Laughing out loud, he suddenly realized he had unconsciously nudged his horse forward, as he had done so many times in his youth. He turned onto Queen Street, known for its excellent cabinetmakers’ shops, most notably, Thomas Elfe, whose miniature house and workshop brought many curious onlookers to view his work. Joshua picked up the pace, eager to reach his destination.
The loud clip clop of horse’s hooves could be heard as he steered the steed down cobblestoned Chalmers Street. The cobblestones had been brought to Charleston as ballasts on English ships and then unloaded and replaced with cargos of indigo, rice or cotton. A wide grin split his rugged features as he thought back over the many memorable evenings spent in this area, in what the more religious sect called the houses of ill repute, or Mulatto Alley. He passed by the Pirate's House, a tavern heavily frequented by pirates and other disreputable characters. These men would down their grog before taking the girl of their choice upstairs to help them forget the long, lonely nights to come onboard a ship without the benefit of female companionship.

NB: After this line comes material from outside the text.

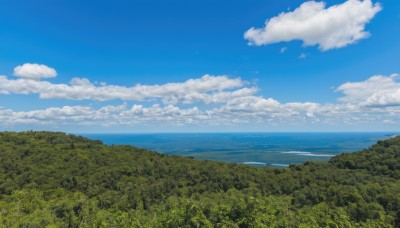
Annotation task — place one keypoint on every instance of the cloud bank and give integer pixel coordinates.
(204, 101)
(314, 24)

Joshua had no desire to mingle with that motley group of cutthroats, nor pay for the services of the disease-ridden unfortunate young women who called the tavern home. There was only one person on this street he claimed an association with. Urging his horse to a gallop, his green eyes twinkled and his lips curved into a smile of anticipation as he halted in front of one of Charleston's most imposing mansions. With its four-columned porticos, elaborate wrought-iron balconies and balustrades, it more resembled the home of a wealthy planter than the cherished residence of one of the town’s most famous madams.
An exquisite little maid of undetermined origin opened the door to Joshua's persistent knock, beaming brightly upon first sight of the extraordinarily handsome man before her.